The pro-forma measures disclosed are the same measures that SAP uses in its internal management reporting. Pro-forma operating income is one of the criteria, alongside the software revenue increase, for performance-related elements of management compensation.

In addition, SAP gives full year and long term guidance based on non-GAAP financial measures. The guidance is provided on pro-forma operating performance excluding stock-based compensation expenses and acquisition-related charges to focus on components that reflect the operational performance that management can directly influence and reasonably forecast for the periods covered by the guidance.

Free Cash Flow
Management believes that free cash flow is a widely accepted supplemental measure of liquidity among companies. Free cash flow measures a company's cash flow remaining after all expenditures required to maintain or expand the business have been paid off. SAP calculates free cash flow as operating cash flow minus capital expenditures. Free cash flow should be considered in addition to, and not as a substitute, or superior to, cash flow, or other measures of liquidity and financial performance prepared in accordance with U.S. GAAP.

Constant-Currency Period over Period Changes
SAP believes it is important for investors to have information that provides insight into its sales growth. Revenue amounts determined under U.S. GAAP provide information that is useful in this regard. Period-over-period changes in such revenue amounts are impacted by both growth in sales volume as well as currency effects. Under its business model SAP does not sell standardized units of products and services. Therefore SAP cannot provide relevant information on sales volume growth by providing data on the growth in product and service units sold. In order to provide additional information that is useful to investors in evaluating sales volume growth SAP presents information about its revenue and income growth adjusted for foreign currency effects. SAP calculates constant-currency period over period changes in revenue and income by translating foreign currencies using the average exchange rates from 2005 instead of 2006. Constant-currency period over period changes should be considered in addition to, and not as a substitute, or superior to, changes in revenues, expenses, income or other measures of financial performance prepared in accordance with U.S. GAAP.

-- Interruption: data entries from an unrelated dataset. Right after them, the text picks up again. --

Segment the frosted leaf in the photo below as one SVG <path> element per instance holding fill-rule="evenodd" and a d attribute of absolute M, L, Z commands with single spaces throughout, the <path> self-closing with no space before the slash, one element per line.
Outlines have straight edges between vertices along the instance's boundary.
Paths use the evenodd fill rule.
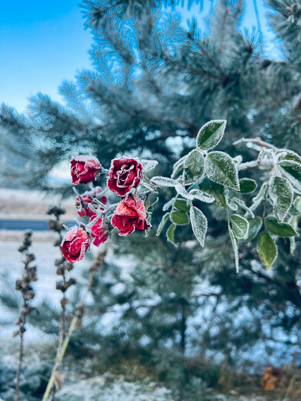
<path fill-rule="evenodd" d="M 289 180 L 275 176 L 272 177 L 268 187 L 268 194 L 273 202 L 274 214 L 281 223 L 293 202 L 293 189 Z"/>
<path fill-rule="evenodd" d="M 158 229 L 157 229 L 157 232 L 156 233 L 156 235 L 159 235 L 161 231 L 163 229 L 163 228 L 165 225 L 165 224 L 168 219 L 169 215 L 170 215 L 170 213 L 166 213 L 162 217 L 162 220 L 160 223 L 159 226 L 158 226 Z"/>
<path fill-rule="evenodd" d="M 238 258 L 238 247 L 237 244 L 237 240 L 235 238 L 233 230 L 229 230 L 229 233 L 230 234 L 230 238 L 231 238 L 232 246 L 233 247 L 233 250 L 234 251 L 234 256 L 235 258 L 235 267 L 236 269 L 236 273 L 238 273 L 238 268 L 239 267 L 238 264 L 239 259 Z"/>
<path fill-rule="evenodd" d="M 229 188 L 225 188 L 225 199 L 226 200 L 226 205 L 231 210 L 237 210 L 237 205 L 234 203 L 232 198 L 230 197 L 229 193 Z"/>
<path fill-rule="evenodd" d="M 167 242 L 171 243 L 175 247 L 177 246 L 179 244 L 176 244 L 175 242 L 175 230 L 177 226 L 173 223 L 166 231 L 166 237 L 167 239 Z"/>
<path fill-rule="evenodd" d="M 185 184 L 194 184 L 203 173 L 204 156 L 197 149 L 193 149 L 187 155 L 184 163 L 183 177 Z"/>
<path fill-rule="evenodd" d="M 158 162 L 157 160 L 143 159 L 141 161 L 143 165 L 143 172 L 145 173 L 153 170 L 158 164 Z"/>
<path fill-rule="evenodd" d="M 241 199 L 238 199 L 238 198 L 236 198 L 234 196 L 232 198 L 232 200 L 233 202 L 235 202 L 236 203 L 237 203 L 239 206 L 240 206 L 240 207 L 244 209 L 244 210 L 245 210 L 246 212 L 248 212 L 252 218 L 254 218 L 254 213 L 246 205 L 244 202 L 243 202 Z"/>
<path fill-rule="evenodd" d="M 190 205 L 187 199 L 182 199 L 180 198 L 178 198 L 175 202 L 174 207 L 185 213 L 190 210 Z"/>
<path fill-rule="evenodd" d="M 178 181 L 168 177 L 153 177 L 150 181 L 159 186 L 175 186 L 179 184 Z"/>
<path fill-rule="evenodd" d="M 235 237 L 240 239 L 246 237 L 249 229 L 249 222 L 240 215 L 231 215 L 230 216 L 232 228 Z"/>
<path fill-rule="evenodd" d="M 186 158 L 186 155 L 185 155 L 185 156 L 183 156 L 183 157 L 181 157 L 181 159 L 179 159 L 178 161 L 176 162 L 173 165 L 173 172 L 171 174 L 171 178 L 175 178 L 178 173 L 180 172 L 184 165 L 184 162 L 185 161 Z"/>
<path fill-rule="evenodd" d="M 289 180 L 293 186 L 301 191 L 301 164 L 285 159 L 280 161 L 278 165 L 281 173 Z"/>
<path fill-rule="evenodd" d="M 253 202 L 255 202 L 256 200 L 258 200 L 258 199 L 260 198 L 264 198 L 264 195 L 265 194 L 265 191 L 266 190 L 267 186 L 268 184 L 267 183 L 264 182 L 259 190 L 259 192 L 256 196 L 254 196 L 252 199 L 252 200 Z"/>
<path fill-rule="evenodd" d="M 166 212 L 167 210 L 168 210 L 169 208 L 173 205 L 175 200 L 175 198 L 172 198 L 170 200 L 169 200 L 168 202 L 165 203 L 162 208 L 163 211 Z"/>
<path fill-rule="evenodd" d="M 254 180 L 250 178 L 241 178 L 239 180 L 240 192 L 242 194 L 250 194 L 257 187 Z"/>
<path fill-rule="evenodd" d="M 195 238 L 203 247 L 208 225 L 207 219 L 203 212 L 195 206 L 190 209 L 190 222 Z"/>
<path fill-rule="evenodd" d="M 205 159 L 205 168 L 209 178 L 215 182 L 239 190 L 239 182 L 235 164 L 224 152 L 212 152 Z"/>
<path fill-rule="evenodd" d="M 206 203 L 212 203 L 215 200 L 213 196 L 199 189 L 192 189 L 189 193 L 190 195 L 193 195 L 195 199 L 198 199 L 199 200 Z"/>
<path fill-rule="evenodd" d="M 154 194 L 159 193 L 159 192 L 155 188 L 154 188 L 152 185 L 150 185 L 150 184 L 148 184 L 147 182 L 145 182 L 144 181 L 143 181 L 143 182 L 142 183 L 142 186 L 144 186 L 147 189 L 149 190 L 150 191 L 151 191 L 152 192 L 153 192 Z"/>
<path fill-rule="evenodd" d="M 211 120 L 205 124 L 197 136 L 197 146 L 203 150 L 216 146 L 223 137 L 227 122 Z"/>
<path fill-rule="evenodd" d="M 175 188 L 179 195 L 181 195 L 183 198 L 191 200 L 194 198 L 194 197 L 193 195 L 190 195 L 190 194 L 189 194 L 183 185 L 181 184 L 178 184 L 175 186 Z"/>
<path fill-rule="evenodd" d="M 267 231 L 262 231 L 260 234 L 257 239 L 257 249 L 261 261 L 269 271 L 278 252 L 275 241 Z"/>
<path fill-rule="evenodd" d="M 233 158 L 233 161 L 236 164 L 240 164 L 242 161 L 242 158 L 240 154 L 238 155 L 238 156 Z"/>

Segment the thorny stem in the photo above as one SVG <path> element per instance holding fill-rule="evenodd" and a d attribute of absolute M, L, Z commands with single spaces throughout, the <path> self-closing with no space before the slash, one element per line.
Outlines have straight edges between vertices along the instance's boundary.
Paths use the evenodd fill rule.
<path fill-rule="evenodd" d="M 24 309 L 26 307 L 26 301 L 24 299 L 23 307 Z M 23 314 L 22 319 L 22 326 L 20 333 L 20 358 L 19 358 L 19 366 L 17 372 L 16 381 L 16 401 L 19 401 L 20 400 L 20 379 L 21 375 L 21 369 L 23 363 L 23 357 L 24 356 L 24 348 L 23 342 L 23 335 L 24 331 L 23 329 L 25 327 L 26 318 L 24 314 Z"/>
<path fill-rule="evenodd" d="M 91 289 L 91 286 L 92 286 L 92 283 L 93 281 L 93 278 L 94 278 L 95 273 L 97 271 L 98 267 L 101 267 L 103 264 L 104 258 L 105 255 L 105 252 L 104 252 L 102 255 L 102 257 L 101 258 L 100 263 L 99 263 L 99 265 L 97 265 L 96 264 L 95 264 L 94 266 L 92 266 L 90 269 L 90 275 L 89 277 L 87 287 L 86 288 L 85 291 L 85 293 L 81 298 L 81 301 L 79 305 L 78 306 L 78 310 L 83 308 L 85 305 L 86 298 L 89 291 L 90 291 L 90 290 Z M 99 258 L 98 258 L 98 260 L 99 260 Z M 46 389 L 45 391 L 44 395 L 43 396 L 42 401 L 47 401 L 47 400 L 48 399 L 51 389 L 53 386 L 55 379 L 55 378 L 56 371 L 59 365 L 61 363 L 63 358 L 64 357 L 64 356 L 65 355 L 66 352 L 66 350 L 67 350 L 67 347 L 68 347 L 68 345 L 69 344 L 70 339 L 71 338 L 71 336 L 72 336 L 75 329 L 76 327 L 79 318 L 80 317 L 78 315 L 75 315 L 73 316 L 73 318 L 71 322 L 70 327 L 69 327 L 69 329 L 68 330 L 66 336 L 65 338 L 65 339 L 62 344 L 61 346 L 59 346 L 57 349 L 57 356 L 55 358 L 55 362 L 52 369 L 51 375 L 51 376 L 50 378 L 48 381 L 48 383 L 47 385 L 47 387 L 46 387 Z"/>
<path fill-rule="evenodd" d="M 271 145 L 270 144 L 268 144 L 267 142 L 264 142 L 264 141 L 260 139 L 260 138 L 241 138 L 238 141 L 234 142 L 232 144 L 234 145 L 238 145 L 238 144 L 243 142 L 252 142 L 256 145 L 261 146 L 262 148 L 267 148 L 268 149 L 273 149 L 274 150 L 279 150 L 278 148 L 276 148 L 276 146 L 274 146 L 273 145 Z"/>

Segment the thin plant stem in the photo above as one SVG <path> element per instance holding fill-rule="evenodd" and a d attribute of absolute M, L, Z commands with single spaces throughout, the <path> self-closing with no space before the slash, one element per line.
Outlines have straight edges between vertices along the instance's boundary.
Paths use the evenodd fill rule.
<path fill-rule="evenodd" d="M 78 309 L 80 308 L 81 307 L 83 307 L 85 304 L 86 298 L 89 291 L 90 291 L 90 290 L 91 289 L 92 283 L 93 281 L 93 278 L 96 271 L 96 269 L 94 269 L 90 271 L 85 291 L 84 294 L 82 298 L 81 298 L 80 303 L 78 306 Z M 55 379 L 55 378 L 56 371 L 59 365 L 61 363 L 63 358 L 64 357 L 64 356 L 65 355 L 66 352 L 66 350 L 67 350 L 67 347 L 68 347 L 68 345 L 69 344 L 70 339 L 71 338 L 71 336 L 72 336 L 75 329 L 79 321 L 79 318 L 77 316 L 75 316 L 73 317 L 71 322 L 70 327 L 69 327 L 69 329 L 68 330 L 68 332 L 66 335 L 66 336 L 65 338 L 65 339 L 63 342 L 61 346 L 59 346 L 57 349 L 57 356 L 55 358 L 55 362 L 52 369 L 51 375 L 51 376 L 50 378 L 48 381 L 48 383 L 47 385 L 47 387 L 46 387 L 46 389 L 45 391 L 44 395 L 43 396 L 42 401 L 47 401 L 48 399 L 48 397 L 50 394 L 51 389 L 53 386 Z"/>

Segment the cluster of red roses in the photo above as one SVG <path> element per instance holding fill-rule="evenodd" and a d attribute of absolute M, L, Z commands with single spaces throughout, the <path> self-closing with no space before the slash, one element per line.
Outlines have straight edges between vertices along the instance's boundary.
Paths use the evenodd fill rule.
<path fill-rule="evenodd" d="M 118 203 L 111 219 L 111 225 L 117 229 L 120 235 L 128 235 L 135 230 L 143 231 L 150 226 L 146 220 L 143 202 L 136 194 L 130 192 L 132 188 L 137 188 L 140 184 L 142 170 L 142 164 L 138 160 L 125 157 L 112 160 L 108 172 L 102 168 L 95 158 L 82 156 L 71 161 L 71 176 L 72 182 L 75 184 L 92 182 L 102 172 L 108 172 L 108 188 L 118 196 L 124 197 Z M 93 243 L 97 246 L 108 238 L 109 221 L 105 216 L 106 211 L 102 207 L 107 205 L 107 199 L 103 194 L 104 192 L 100 187 L 96 186 L 76 198 L 77 213 L 81 217 L 87 216 L 90 218 L 88 225 L 81 224 L 79 227 L 73 227 L 63 239 L 63 253 L 71 263 L 83 257 L 90 246 L 91 237 L 94 238 Z M 89 206 L 94 200 L 100 201 L 93 205 L 96 211 Z"/>

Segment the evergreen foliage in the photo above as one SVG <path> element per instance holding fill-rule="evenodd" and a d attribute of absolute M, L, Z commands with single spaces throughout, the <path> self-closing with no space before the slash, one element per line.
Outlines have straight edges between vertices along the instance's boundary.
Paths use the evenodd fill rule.
<path fill-rule="evenodd" d="M 268 2 L 275 11 L 270 21 L 281 41 L 280 60 L 269 58 L 258 33 L 250 35 L 240 30 L 242 0 L 218 0 L 208 34 L 193 19 L 185 29 L 179 16 L 165 12 L 160 2 L 146 6 L 142 1 L 122 0 L 113 5 L 86 0 L 83 9 L 86 27 L 94 35 L 93 69 L 79 72 L 75 82 L 63 83 L 60 91 L 67 106 L 41 94 L 32 99 L 26 115 L 2 106 L 0 133 L 8 151 L 5 174 L 28 187 L 67 195 L 71 186 L 54 186 L 48 175 L 62 160 L 77 154 L 91 152 L 105 168 L 123 154 L 154 159 L 159 162 L 156 174 L 170 176 L 175 162 L 194 151 L 196 138 L 200 148 L 216 146 L 205 159 L 207 170 L 210 163 L 218 162 L 223 151 L 234 160 L 242 154 L 244 162 L 256 159 L 255 142 L 248 147 L 233 144 L 243 136 L 259 136 L 278 148 L 300 152 L 301 3 Z M 204 124 L 216 119 L 228 122 L 222 141 L 222 123 L 214 137 L 205 129 L 198 135 Z M 12 154 L 24 161 L 24 170 L 9 166 Z M 194 168 L 193 158 L 186 159 L 184 166 L 187 183 L 192 176 L 201 174 Z M 175 166 L 175 176 L 181 162 Z M 164 236 L 156 237 L 155 230 L 146 239 L 136 234 L 114 239 L 116 255 L 132 258 L 136 267 L 125 277 L 108 261 L 96 275 L 91 291 L 94 302 L 87 307 L 83 330 L 71 339 L 70 352 L 77 350 L 78 357 L 96 355 L 102 372 L 113 365 L 122 366 L 124 359 L 136 358 L 157 379 L 168 383 L 179 399 L 199 399 L 197 391 L 194 395 L 191 389 L 200 379 L 216 385 L 222 374 L 216 367 L 221 361 L 233 367 L 244 366 L 251 373 L 260 365 L 258 358 L 267 364 L 270 355 L 276 364 L 285 355 L 288 361 L 294 355 L 295 363 L 301 364 L 297 345 L 301 249 L 299 237 L 291 239 L 294 234 L 287 231 L 291 226 L 298 231 L 298 205 L 296 210 L 292 207 L 289 211 L 291 225 L 283 221 L 288 211 L 284 198 L 291 198 L 287 179 L 291 182 L 294 178 L 294 162 L 287 159 L 280 162 L 287 178 L 281 179 L 280 192 L 270 189 L 269 193 L 276 218 L 264 224 L 272 234 L 268 234 L 272 251 L 272 237 L 279 237 L 271 271 L 262 267 L 249 241 L 257 235 L 261 220 L 252 215 L 251 209 L 246 223 L 239 221 L 236 211 L 242 210 L 242 201 L 249 205 L 244 194 L 255 189 L 255 180 L 259 184 L 254 198 L 256 212 L 262 214 L 266 188 L 264 184 L 260 188 L 258 173 L 244 170 L 244 181 L 239 182 L 242 193 L 231 204 L 220 177 L 209 177 L 215 183 L 207 196 L 215 203 L 200 203 L 208 219 L 209 236 L 204 248 L 193 241 L 191 228 L 184 225 L 178 227 L 175 238 L 170 226 L 169 241 Z M 98 181 L 101 185 L 101 179 Z M 228 184 L 238 189 L 237 178 Z M 203 181 L 193 190 L 205 186 Z M 158 203 L 161 208 L 175 193 L 172 185 L 167 184 L 164 190 Z M 231 237 L 223 209 L 226 206 L 234 211 Z M 167 215 L 169 208 L 165 207 Z M 197 213 L 194 210 L 192 222 Z M 165 231 L 167 225 L 159 225 L 161 217 L 154 215 L 152 224 Z M 240 268 L 236 273 L 233 249 L 240 230 L 245 237 L 244 226 L 248 227 L 248 237 L 239 243 Z M 196 231 L 201 243 L 204 239 Z M 175 241 L 179 243 L 177 247 L 171 243 Z M 274 259 L 272 252 L 266 264 L 270 265 Z M 4 289 L 2 299 L 15 308 L 18 304 L 12 297 Z M 49 307 L 44 303 L 39 316 L 34 313 L 28 321 L 47 334 L 57 333 L 59 314 Z M 44 318 L 44 310 L 52 314 L 52 320 Z M 108 312 L 119 317 L 110 330 L 102 323 Z"/>

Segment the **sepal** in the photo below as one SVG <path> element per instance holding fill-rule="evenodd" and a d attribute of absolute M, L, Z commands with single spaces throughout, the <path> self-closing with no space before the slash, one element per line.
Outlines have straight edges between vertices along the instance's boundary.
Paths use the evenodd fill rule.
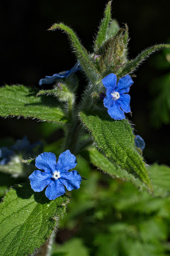
<path fill-rule="evenodd" d="M 118 76 L 122 77 L 127 74 L 132 74 L 136 68 L 142 63 L 144 60 L 146 60 L 150 54 L 164 48 L 170 49 L 170 44 L 156 44 L 144 50 L 134 60 L 130 60 L 117 72 Z"/>
<path fill-rule="evenodd" d="M 94 42 L 94 52 L 96 52 L 106 40 L 107 32 L 112 18 L 111 4 L 112 1 L 108 2 L 104 11 L 104 18 L 101 21 L 99 30 Z"/>
<path fill-rule="evenodd" d="M 55 24 L 48 30 L 53 30 L 56 29 L 64 31 L 68 36 L 74 52 L 88 78 L 93 82 L 98 80 L 100 74 L 94 64 L 94 60 L 81 44 L 76 33 L 70 28 L 62 23 Z"/>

2) Core Enterprise Applications Vendor Share
In previous quarters, worldwide peer group share was provided based on a peer group of Microsoft Corp. (business solutions segment only), Oracle Corp. (business applications only) and Siebel Systems, Inc. The Company believes that after the large amount of consolidation that has occurred among the larger companies in the software industry, the peer group has become too small to provide an adequate metric for the purpose of measuring growth of sales share. Therefore, the Company will now be providing share data based on the vendors of Core Enterprise Applications solutions, which account for approximately $16 billion in software revenues as defined by the Company based on industry analyst research. For 2006, industry analysts project approximately 4% year-on-year growth for core Enterprise Applications vendors. For its quarterly share calculation, SAP assumes that this approximate 4% growth will not be linear throughout the year. Instead, quarterly adjustments are made based on the financial performance of a sub set (approximately 30) of Core Enterprise Application vendors.